WE will hold the UK's first nationwide ‘Women’s Day Off’ in 2018

 

Published 7 February 2017

The Women’s Equality Party is organising a nationwide women’s day off, to be held in 2018 to coincide with the centenary of the Representation of the People Act.

The original Women’s Day Off was held in Iceland in 1975: women took the day off from paid and unpaid work in order to demonstrate the value of their labour and tackle national attitudes to gender equality. The effect was immediate: sexist attitudes became unacceptable overnight, and Iceland now boasts a proud record of pushing attitudinal and policy change, and boosting female representation.

Co-founder Catherine Mayer makes the call in her new book Attack of the Fifty Foot Women: How Gender Equality Can Save The World!, to be published by HQ, an imprint of HarperCollins, in the UK and Commonwealth on International Women’s Day, 8 March, followed by Canada in May and the USA in September.

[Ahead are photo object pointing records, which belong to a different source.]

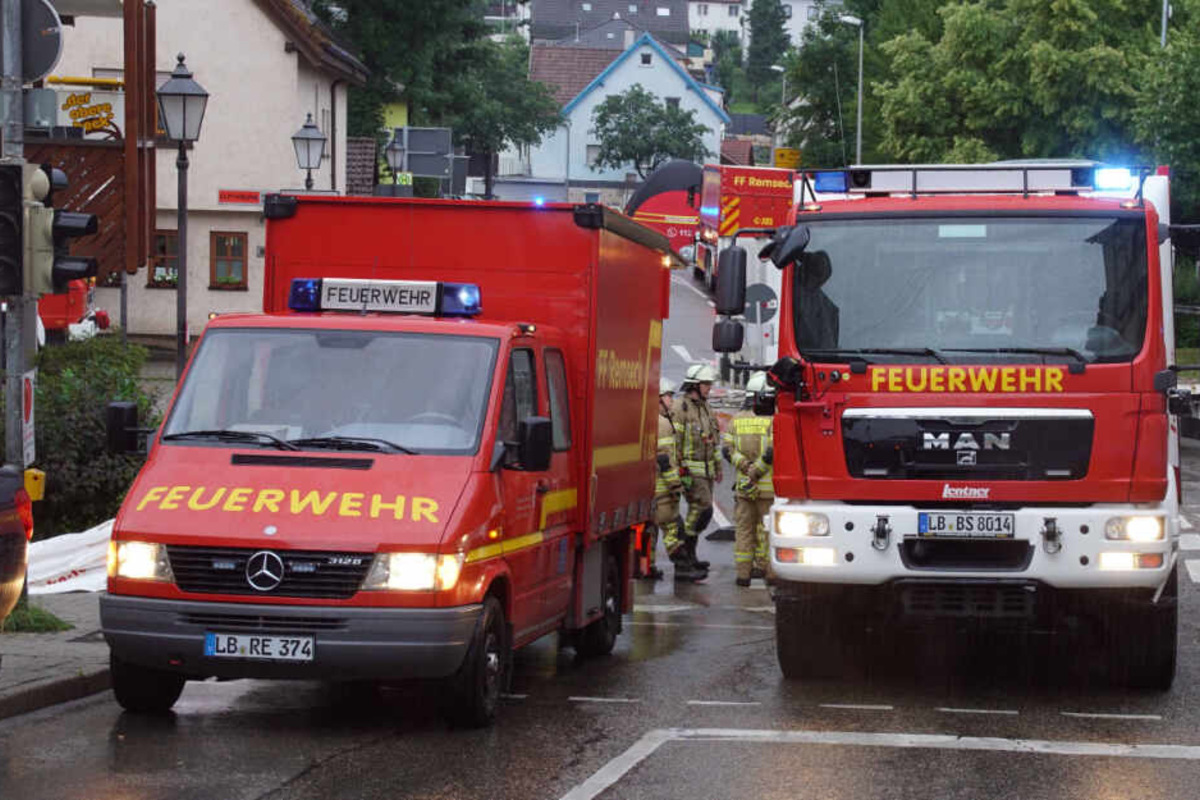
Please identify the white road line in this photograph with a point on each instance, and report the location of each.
(730, 627)
(604, 699)
(1091, 715)
(1000, 711)
(682, 352)
(611, 773)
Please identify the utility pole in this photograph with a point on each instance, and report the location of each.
(12, 109)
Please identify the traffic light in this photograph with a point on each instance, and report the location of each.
(49, 264)
(12, 211)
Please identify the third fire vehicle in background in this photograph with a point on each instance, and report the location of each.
(976, 419)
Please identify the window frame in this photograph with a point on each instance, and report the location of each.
(244, 286)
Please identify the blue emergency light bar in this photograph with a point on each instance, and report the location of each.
(429, 298)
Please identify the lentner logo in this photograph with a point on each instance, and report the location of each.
(965, 492)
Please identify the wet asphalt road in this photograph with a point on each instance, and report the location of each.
(690, 705)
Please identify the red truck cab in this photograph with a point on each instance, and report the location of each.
(420, 457)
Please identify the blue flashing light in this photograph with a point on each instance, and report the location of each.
(1113, 178)
(305, 294)
(460, 300)
(832, 182)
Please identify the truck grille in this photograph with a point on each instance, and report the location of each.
(306, 573)
(969, 600)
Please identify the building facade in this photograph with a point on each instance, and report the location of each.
(267, 65)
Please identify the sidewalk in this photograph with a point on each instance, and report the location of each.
(40, 669)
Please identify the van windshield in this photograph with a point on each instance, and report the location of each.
(394, 392)
(960, 288)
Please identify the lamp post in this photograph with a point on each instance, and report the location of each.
(310, 145)
(858, 128)
(181, 102)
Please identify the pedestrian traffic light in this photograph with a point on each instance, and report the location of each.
(12, 212)
(49, 264)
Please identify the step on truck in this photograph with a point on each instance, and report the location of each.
(435, 446)
(976, 417)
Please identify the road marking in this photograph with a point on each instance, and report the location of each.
(604, 699)
(1093, 715)
(1000, 711)
(682, 352)
(690, 288)
(611, 773)
(731, 627)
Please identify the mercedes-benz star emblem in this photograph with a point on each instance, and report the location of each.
(264, 571)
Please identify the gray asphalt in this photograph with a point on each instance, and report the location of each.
(673, 713)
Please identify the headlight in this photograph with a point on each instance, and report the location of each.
(801, 523)
(139, 561)
(1134, 529)
(413, 571)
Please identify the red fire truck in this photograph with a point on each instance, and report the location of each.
(435, 445)
(976, 415)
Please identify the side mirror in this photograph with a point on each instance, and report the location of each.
(731, 281)
(787, 245)
(121, 427)
(535, 438)
(727, 336)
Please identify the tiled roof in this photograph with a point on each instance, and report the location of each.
(555, 19)
(568, 70)
(737, 151)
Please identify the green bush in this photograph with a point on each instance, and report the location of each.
(76, 380)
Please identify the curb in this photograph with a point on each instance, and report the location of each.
(54, 692)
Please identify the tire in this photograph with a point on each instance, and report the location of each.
(143, 690)
(1143, 651)
(600, 637)
(810, 645)
(477, 689)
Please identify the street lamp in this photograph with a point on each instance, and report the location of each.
(181, 102)
(858, 132)
(310, 144)
(395, 155)
(783, 92)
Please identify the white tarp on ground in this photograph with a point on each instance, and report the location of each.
(70, 563)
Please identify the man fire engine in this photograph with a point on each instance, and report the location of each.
(976, 410)
(415, 461)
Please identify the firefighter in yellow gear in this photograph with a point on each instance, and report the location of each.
(667, 488)
(748, 445)
(697, 438)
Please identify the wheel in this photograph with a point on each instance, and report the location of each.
(143, 690)
(484, 673)
(600, 637)
(809, 641)
(1144, 642)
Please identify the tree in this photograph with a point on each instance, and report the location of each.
(635, 128)
(497, 106)
(768, 41)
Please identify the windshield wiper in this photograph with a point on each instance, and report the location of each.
(232, 435)
(858, 353)
(352, 443)
(1081, 360)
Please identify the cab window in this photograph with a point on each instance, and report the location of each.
(559, 403)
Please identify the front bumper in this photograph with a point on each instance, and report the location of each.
(1075, 565)
(349, 643)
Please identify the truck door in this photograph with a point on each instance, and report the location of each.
(559, 489)
(522, 537)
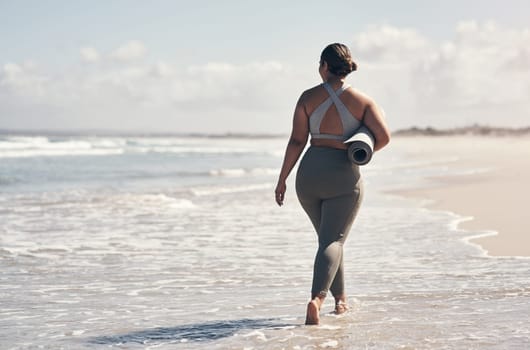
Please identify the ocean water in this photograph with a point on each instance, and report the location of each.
(176, 243)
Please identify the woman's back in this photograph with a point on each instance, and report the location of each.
(334, 111)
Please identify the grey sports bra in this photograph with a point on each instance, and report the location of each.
(349, 122)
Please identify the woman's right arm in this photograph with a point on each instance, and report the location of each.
(374, 119)
(295, 146)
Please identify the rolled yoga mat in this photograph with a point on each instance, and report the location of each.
(361, 146)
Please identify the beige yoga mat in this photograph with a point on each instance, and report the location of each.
(361, 146)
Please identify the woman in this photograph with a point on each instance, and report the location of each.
(328, 184)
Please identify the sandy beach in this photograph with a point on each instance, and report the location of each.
(491, 186)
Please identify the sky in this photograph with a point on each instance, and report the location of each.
(239, 66)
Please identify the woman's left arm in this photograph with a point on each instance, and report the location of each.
(295, 146)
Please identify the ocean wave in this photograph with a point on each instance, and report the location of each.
(238, 172)
(41, 146)
(217, 190)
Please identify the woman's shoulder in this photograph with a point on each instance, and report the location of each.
(359, 96)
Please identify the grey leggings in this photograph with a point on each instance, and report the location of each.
(329, 188)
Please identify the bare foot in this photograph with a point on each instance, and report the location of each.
(312, 315)
(341, 307)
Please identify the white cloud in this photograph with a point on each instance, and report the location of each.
(89, 54)
(131, 50)
(479, 75)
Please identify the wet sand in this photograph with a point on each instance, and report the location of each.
(492, 187)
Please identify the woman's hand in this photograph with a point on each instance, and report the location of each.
(280, 192)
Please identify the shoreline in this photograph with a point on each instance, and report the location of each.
(486, 185)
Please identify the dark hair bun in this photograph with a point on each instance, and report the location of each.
(339, 60)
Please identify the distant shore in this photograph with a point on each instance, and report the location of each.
(492, 187)
(479, 130)
(412, 131)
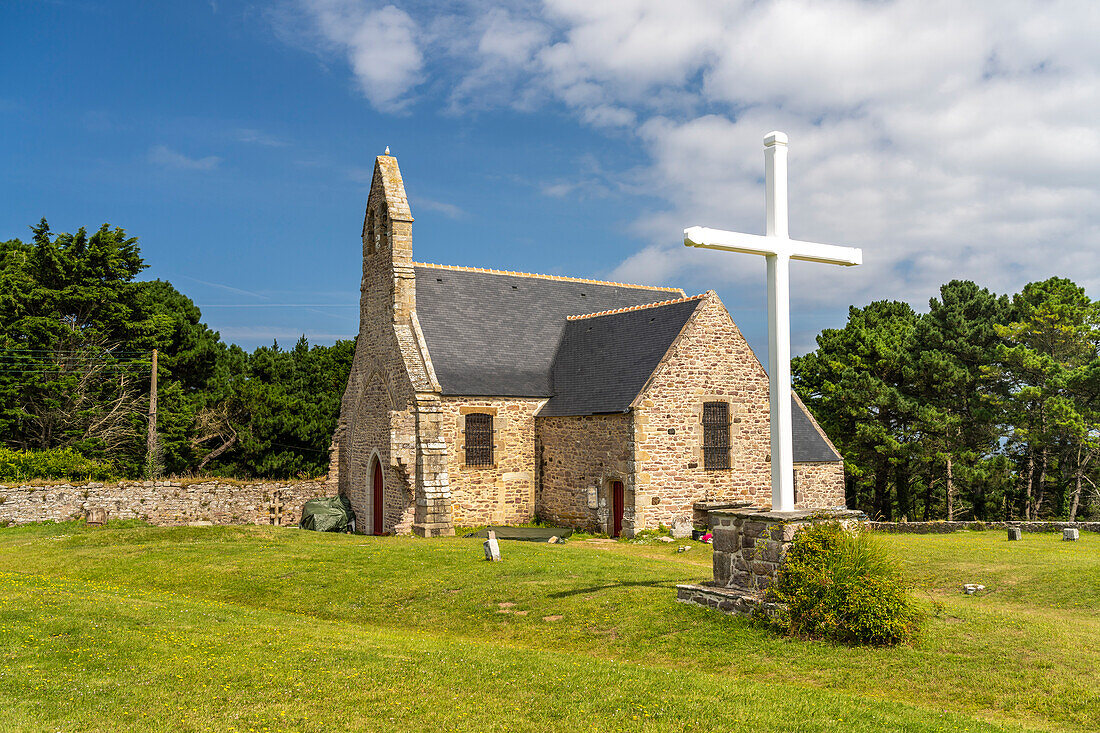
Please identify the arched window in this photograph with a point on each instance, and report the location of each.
(479, 439)
(371, 233)
(715, 436)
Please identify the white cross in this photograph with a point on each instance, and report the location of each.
(779, 249)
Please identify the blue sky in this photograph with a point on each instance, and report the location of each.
(237, 140)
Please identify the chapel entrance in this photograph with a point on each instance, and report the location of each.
(376, 482)
(618, 504)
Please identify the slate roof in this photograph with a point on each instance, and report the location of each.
(604, 361)
(810, 447)
(494, 334)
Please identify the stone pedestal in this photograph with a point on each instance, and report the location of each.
(749, 548)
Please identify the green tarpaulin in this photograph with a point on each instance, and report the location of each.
(529, 534)
(328, 514)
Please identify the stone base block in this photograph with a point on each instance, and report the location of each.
(733, 601)
(432, 528)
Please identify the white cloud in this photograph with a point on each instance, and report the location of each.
(381, 44)
(171, 159)
(949, 140)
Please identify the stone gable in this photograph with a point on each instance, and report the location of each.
(560, 468)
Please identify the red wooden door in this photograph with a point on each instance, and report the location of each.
(617, 505)
(377, 499)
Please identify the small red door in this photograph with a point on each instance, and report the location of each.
(617, 505)
(377, 499)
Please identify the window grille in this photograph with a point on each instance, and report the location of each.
(479, 439)
(715, 435)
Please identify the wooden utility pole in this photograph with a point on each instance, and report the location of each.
(152, 449)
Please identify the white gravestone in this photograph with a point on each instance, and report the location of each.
(492, 547)
(779, 249)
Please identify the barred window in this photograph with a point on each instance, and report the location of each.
(479, 439)
(715, 435)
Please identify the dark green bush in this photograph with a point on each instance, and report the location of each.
(842, 586)
(57, 463)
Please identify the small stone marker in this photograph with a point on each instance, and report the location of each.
(682, 527)
(492, 548)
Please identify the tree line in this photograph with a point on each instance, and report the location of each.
(76, 335)
(985, 407)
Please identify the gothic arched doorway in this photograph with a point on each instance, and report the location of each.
(376, 483)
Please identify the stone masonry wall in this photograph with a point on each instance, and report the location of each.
(502, 493)
(947, 527)
(166, 503)
(580, 457)
(818, 484)
(749, 548)
(391, 409)
(712, 362)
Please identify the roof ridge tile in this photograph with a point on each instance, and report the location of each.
(641, 307)
(565, 279)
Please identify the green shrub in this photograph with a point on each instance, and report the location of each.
(842, 586)
(57, 463)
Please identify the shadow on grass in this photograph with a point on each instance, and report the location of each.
(631, 583)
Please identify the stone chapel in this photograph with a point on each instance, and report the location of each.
(479, 396)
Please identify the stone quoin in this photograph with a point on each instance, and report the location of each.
(482, 396)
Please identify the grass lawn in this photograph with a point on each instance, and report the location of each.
(260, 628)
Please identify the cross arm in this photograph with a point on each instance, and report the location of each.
(733, 241)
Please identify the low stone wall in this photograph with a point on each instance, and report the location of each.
(166, 503)
(947, 527)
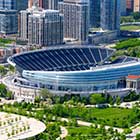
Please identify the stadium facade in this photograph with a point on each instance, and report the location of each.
(75, 69)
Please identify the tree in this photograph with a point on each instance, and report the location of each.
(110, 100)
(3, 90)
(2, 70)
(138, 136)
(97, 99)
(136, 15)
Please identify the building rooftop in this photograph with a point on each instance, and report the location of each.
(133, 77)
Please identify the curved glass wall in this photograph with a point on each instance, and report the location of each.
(90, 80)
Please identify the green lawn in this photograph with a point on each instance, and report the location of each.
(110, 113)
(117, 117)
(85, 133)
(130, 27)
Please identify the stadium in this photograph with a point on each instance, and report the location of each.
(73, 69)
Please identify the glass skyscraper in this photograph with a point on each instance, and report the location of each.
(110, 14)
(8, 4)
(94, 13)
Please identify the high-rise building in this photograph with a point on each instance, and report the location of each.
(8, 17)
(76, 19)
(129, 6)
(123, 7)
(8, 22)
(8, 4)
(110, 14)
(21, 4)
(133, 6)
(136, 6)
(94, 13)
(46, 4)
(42, 27)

“Canvassing for the Women’s Equality Party ahead of our first elections in May 2016, I realised people had no idea how a gender-equal society would look — because there is no such society anywhere in the world,” she says. “At the end of Attack of the Fifty Foot Women I take readers on a tour of a gender-equal world I call Equalia. My conclusions are based on global research, including a trip to Iceland, a country which has gone further than any other towards reaching the goal of gender equality - helped enormously by a single day in 1975 when ninety per cent of Icelandic women downed tools. I was inspired, and have made the call for a similar Women’s Day Off central to my new book.

“The Women’s Equality Party, of which I am a proud co-founder, is organising the UK’s first Women’s Day Off, to be held next year. WE held our first meetings with other organisations last year and enthusiasm for the idea is phenomenal. WE believe this will have the same seismic effect on attitudes to gender equality in this country, and will be announcing more detailed plans soon.”

Sophie Walker, leader of the Women’s Equality Party, added: “I was proud to march alongside tens of thousands of people in London last month, who all saw the need for urgent change in attitudes towards gender equality. Our Women’s Day Off in 2018 will show the value of women’s economic contributions, as well as underline the crucial role women play in holding together families, communities and industries. It is only when this is truly valued that women will be judged equally alongside men. Our day will be an historic moment. It will change British culture for good.”